As I caught up on two weeks’ worth of blog reading tonight, a few thoughts struck me (yes, that’s all ;^). First, I’ve seen an increase in the number of school-based educators writing online, but it’s still not enough. The ed-blogosphere is dominated by people who don’t work in schools, and I want to hear about what teachers and students are actually doing in schools. So if you blog and work in a school, please keep writing about what is actually happening in your school!
Second, if you blog and work in a school, please remember that you have the most impact in your school! Fortunately, most school-based bloggers I follow seem well-rooted in their schools, but a few seem to have forgotten their local context when writing. It’s okay if you only post a blog entry once a week (or fewer). We know that you are spending your work hours meeting with teachers, keeping up a computing infrastructure, helping students, or building a new tool.
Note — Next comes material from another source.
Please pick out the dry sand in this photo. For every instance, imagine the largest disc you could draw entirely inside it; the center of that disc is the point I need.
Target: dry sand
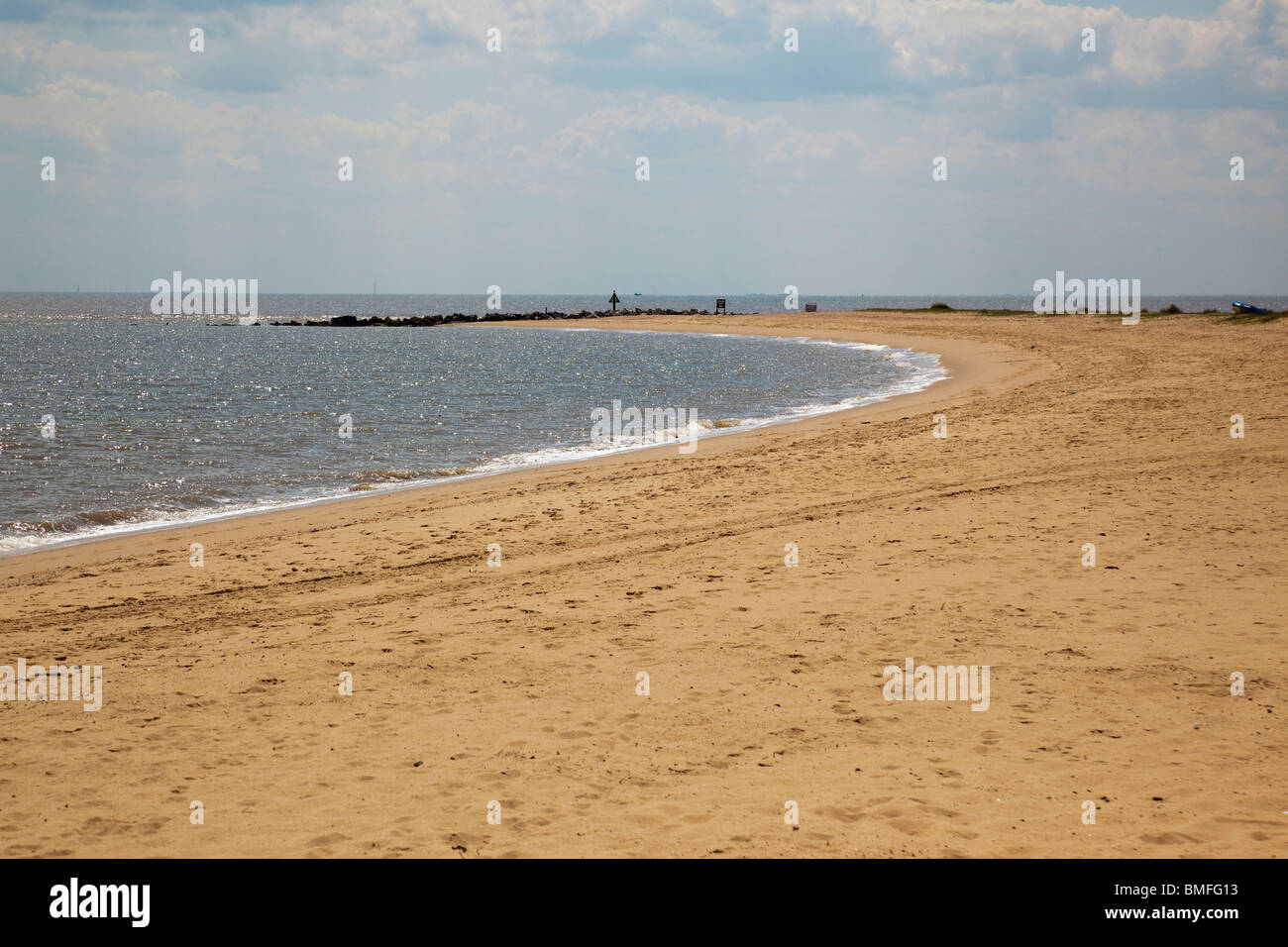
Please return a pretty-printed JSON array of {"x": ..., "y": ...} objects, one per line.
[{"x": 518, "y": 684}]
This past week at Catlin Gabel, our new Global Connect site gained its third, fourth, and fifth groups. We created Global Connect in order to have a Catlin-hosted, but not Catlin-branded, place to group blog for global ed. The site was originally for exchanges, but now pre-trip planning groups have also joined. I figured out how to use taxonomy access control lite to give groups the choice of whether they wanted their discussions to be public or private. Interestingly, the two groups actually talking with students in other countries opted to go private, whereas the three groups using the site for pre-trip planning went public. We’ll see whether that distinction holds up going forward. Next, I need to put a public commenting system into place, so just hold your horses (or use the contact form) if you were hoping to post a comment.
One man’s struggle to restore real-world issues to the core of the school program took another step forward this month with the launch of the Economic Crisis Reading Group moodle site. This one is private (sorry, legions of interested members of the public). 34 students have signed up for the Moodle course, which includes news and discussion about the most compelling post-inauguration teachable moment of the year. I hope this takes off, to prove that students are indeed interested in chatting online about serious issues in a school context.
This week will be dominated by (yet another) presentation, this time to our board of directors. Seriously, it’s been a great year for our IT team to discuss social networks and other compelling issues with teachers, students, and parents in the school community.